そんな恋人の視線を笑顔でいなしたゲラートは、先程のアルバスのマネをして繋いだ手を高く持ち上げ、腕の中にあった体をくるりと回した。足元でローブの裾がひらりと舞う。
ゲラートは、その場で一回転したアルバスの鋭い視線を受け止め、杖を取り出し、周囲に向けて一振りした。途端にそこら中の小物が宙に浮かび上がり、分厚い本やランプが上下左右に揺れて、音楽に合わせて踊り始める。
「今日は〝特別〟なんだったな? ホグワーツと同じとはいかないが、こうすれば少しは雰囲気が出るだろう」
すっかり年老いて白銀に染まった髪と、しわが刻まれた顔の中心で、昔からちっとも変わっていない色違いの瞳がいたずらっ子のような光を宿す。遊び心を隠そうともしない目線で正面から射抜かれたアルバスは、それまでむっつりと口を閉じていたことなど忘れたかのように笑い出してしまった。くすくすという笑い声と、子どもの内緒話によく似た囁き声が音楽に混ざる。
「そう、特別な日じゃからのう。物騒な話は終いじゃ。今日のところはな」
「では改めて……アルバス、手を」
うやうやしく差し出された手を取り、アルバスもまた目を輝かせた。

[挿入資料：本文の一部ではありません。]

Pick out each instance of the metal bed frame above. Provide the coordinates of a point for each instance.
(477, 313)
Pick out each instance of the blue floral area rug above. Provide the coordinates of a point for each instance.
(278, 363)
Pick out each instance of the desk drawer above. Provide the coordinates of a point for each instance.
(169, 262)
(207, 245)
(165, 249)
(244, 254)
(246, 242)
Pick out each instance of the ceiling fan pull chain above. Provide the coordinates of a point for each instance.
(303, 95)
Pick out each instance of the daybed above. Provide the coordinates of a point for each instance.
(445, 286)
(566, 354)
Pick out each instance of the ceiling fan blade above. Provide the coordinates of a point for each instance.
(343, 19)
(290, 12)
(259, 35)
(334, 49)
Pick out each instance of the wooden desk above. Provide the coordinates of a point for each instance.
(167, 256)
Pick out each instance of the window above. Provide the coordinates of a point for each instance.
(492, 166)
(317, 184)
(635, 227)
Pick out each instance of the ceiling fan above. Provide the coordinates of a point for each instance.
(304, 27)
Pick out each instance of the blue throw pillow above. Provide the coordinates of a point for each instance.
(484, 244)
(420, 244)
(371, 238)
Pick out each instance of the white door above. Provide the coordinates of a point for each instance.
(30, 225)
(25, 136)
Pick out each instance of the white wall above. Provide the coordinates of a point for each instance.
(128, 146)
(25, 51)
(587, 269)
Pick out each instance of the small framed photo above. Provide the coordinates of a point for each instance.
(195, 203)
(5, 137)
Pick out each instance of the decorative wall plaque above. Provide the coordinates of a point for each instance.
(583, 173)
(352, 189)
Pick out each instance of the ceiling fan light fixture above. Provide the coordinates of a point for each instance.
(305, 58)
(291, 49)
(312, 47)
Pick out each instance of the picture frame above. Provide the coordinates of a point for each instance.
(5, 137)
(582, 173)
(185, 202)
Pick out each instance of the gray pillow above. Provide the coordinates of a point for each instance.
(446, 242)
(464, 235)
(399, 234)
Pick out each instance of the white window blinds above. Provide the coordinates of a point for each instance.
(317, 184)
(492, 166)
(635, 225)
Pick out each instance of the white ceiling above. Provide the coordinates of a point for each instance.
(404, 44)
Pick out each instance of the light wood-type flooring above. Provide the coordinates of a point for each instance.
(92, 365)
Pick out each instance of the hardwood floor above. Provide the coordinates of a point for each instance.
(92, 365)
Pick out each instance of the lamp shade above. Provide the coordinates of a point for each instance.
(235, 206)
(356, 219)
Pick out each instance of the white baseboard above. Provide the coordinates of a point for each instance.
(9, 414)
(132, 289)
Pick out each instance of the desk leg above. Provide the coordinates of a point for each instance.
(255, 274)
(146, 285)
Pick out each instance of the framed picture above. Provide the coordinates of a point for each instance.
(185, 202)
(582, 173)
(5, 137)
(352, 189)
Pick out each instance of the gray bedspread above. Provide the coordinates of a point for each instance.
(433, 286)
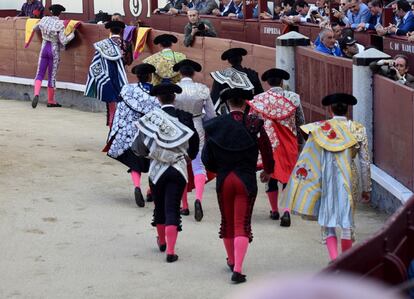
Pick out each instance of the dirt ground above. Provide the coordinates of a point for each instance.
(69, 227)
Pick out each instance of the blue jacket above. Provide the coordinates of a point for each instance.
(373, 21)
(362, 16)
(406, 24)
(336, 51)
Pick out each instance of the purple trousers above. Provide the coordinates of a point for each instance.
(48, 60)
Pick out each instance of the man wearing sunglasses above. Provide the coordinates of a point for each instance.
(357, 13)
(396, 69)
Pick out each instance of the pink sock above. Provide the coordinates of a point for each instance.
(200, 182)
(346, 244)
(51, 95)
(136, 178)
(38, 86)
(184, 198)
(229, 245)
(171, 234)
(161, 233)
(272, 196)
(240, 249)
(332, 245)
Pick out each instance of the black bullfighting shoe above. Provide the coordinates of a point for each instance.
(55, 105)
(184, 212)
(238, 277)
(139, 199)
(285, 219)
(171, 258)
(35, 101)
(162, 247)
(274, 215)
(198, 211)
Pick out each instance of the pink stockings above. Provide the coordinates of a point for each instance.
(171, 234)
(273, 196)
(50, 92)
(332, 241)
(236, 251)
(136, 178)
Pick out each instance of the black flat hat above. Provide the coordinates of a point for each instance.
(275, 73)
(187, 62)
(339, 98)
(165, 38)
(143, 68)
(114, 24)
(165, 88)
(236, 93)
(233, 52)
(57, 8)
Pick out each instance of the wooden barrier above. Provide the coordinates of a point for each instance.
(317, 75)
(394, 129)
(386, 255)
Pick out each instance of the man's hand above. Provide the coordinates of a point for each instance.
(360, 27)
(366, 197)
(264, 177)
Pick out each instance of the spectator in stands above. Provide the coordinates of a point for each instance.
(226, 7)
(348, 47)
(32, 9)
(267, 15)
(197, 27)
(406, 16)
(357, 13)
(117, 17)
(172, 7)
(288, 8)
(328, 44)
(303, 16)
(204, 7)
(375, 7)
(410, 36)
(396, 69)
(239, 10)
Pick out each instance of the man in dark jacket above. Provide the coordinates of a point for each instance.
(232, 145)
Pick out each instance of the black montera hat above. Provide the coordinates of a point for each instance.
(114, 24)
(233, 52)
(165, 38)
(57, 8)
(187, 62)
(143, 68)
(275, 73)
(339, 98)
(165, 88)
(236, 93)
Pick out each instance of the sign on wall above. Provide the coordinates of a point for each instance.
(72, 6)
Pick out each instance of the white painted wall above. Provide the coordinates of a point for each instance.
(12, 4)
(72, 6)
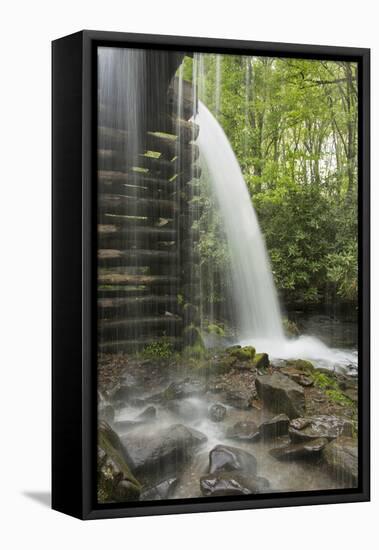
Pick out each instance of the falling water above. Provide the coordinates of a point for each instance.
(253, 287)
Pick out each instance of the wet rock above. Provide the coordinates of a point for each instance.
(115, 481)
(179, 390)
(243, 431)
(308, 429)
(161, 491)
(275, 427)
(160, 452)
(261, 361)
(281, 395)
(232, 483)
(246, 353)
(341, 455)
(186, 409)
(148, 414)
(223, 458)
(106, 412)
(238, 399)
(217, 412)
(307, 450)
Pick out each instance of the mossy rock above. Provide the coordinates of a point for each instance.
(216, 330)
(243, 354)
(300, 364)
(115, 481)
(192, 336)
(261, 361)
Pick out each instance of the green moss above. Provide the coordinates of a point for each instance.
(113, 468)
(216, 330)
(261, 361)
(300, 364)
(158, 350)
(290, 327)
(243, 354)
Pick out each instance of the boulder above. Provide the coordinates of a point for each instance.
(159, 453)
(239, 399)
(246, 353)
(115, 481)
(160, 491)
(261, 361)
(217, 412)
(281, 395)
(223, 458)
(341, 455)
(185, 409)
(275, 427)
(182, 389)
(313, 427)
(232, 483)
(243, 431)
(293, 451)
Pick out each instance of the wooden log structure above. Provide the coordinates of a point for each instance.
(145, 219)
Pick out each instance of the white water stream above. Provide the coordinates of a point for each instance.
(253, 291)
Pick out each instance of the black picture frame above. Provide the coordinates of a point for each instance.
(74, 414)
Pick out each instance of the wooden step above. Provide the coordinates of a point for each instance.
(108, 257)
(136, 306)
(157, 325)
(132, 206)
(117, 276)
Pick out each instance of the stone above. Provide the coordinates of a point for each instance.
(114, 469)
(223, 458)
(106, 412)
(281, 395)
(185, 409)
(246, 353)
(261, 361)
(307, 450)
(148, 414)
(275, 427)
(341, 455)
(161, 452)
(217, 412)
(317, 426)
(243, 431)
(160, 491)
(232, 483)
(238, 399)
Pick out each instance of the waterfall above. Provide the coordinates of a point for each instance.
(254, 294)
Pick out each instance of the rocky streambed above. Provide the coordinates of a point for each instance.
(228, 423)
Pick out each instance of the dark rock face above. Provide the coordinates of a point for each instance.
(148, 414)
(281, 395)
(160, 491)
(223, 458)
(261, 361)
(243, 431)
(232, 483)
(276, 427)
(185, 409)
(160, 453)
(217, 412)
(308, 429)
(238, 399)
(106, 412)
(115, 480)
(341, 455)
(307, 450)
(179, 390)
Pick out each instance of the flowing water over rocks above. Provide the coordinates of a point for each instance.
(196, 441)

節くれだった手が重なって、互いの動きを導き合う。その手には、いくつかの宝飾品に紛れて、かつて血の誓いだった指輪が飾られている。
対処しなければならない数々の問題を頭の片隅に置きながらも、今だけは……と念じてそれらを忘れ、ゲラートとアルバスは互いの鼓動と音楽に身を任せる。揺らめく灯りと、ノイズ交じりの機械仕掛けのメロディが、その手を離す瞬間まで二人を見守り続けていた。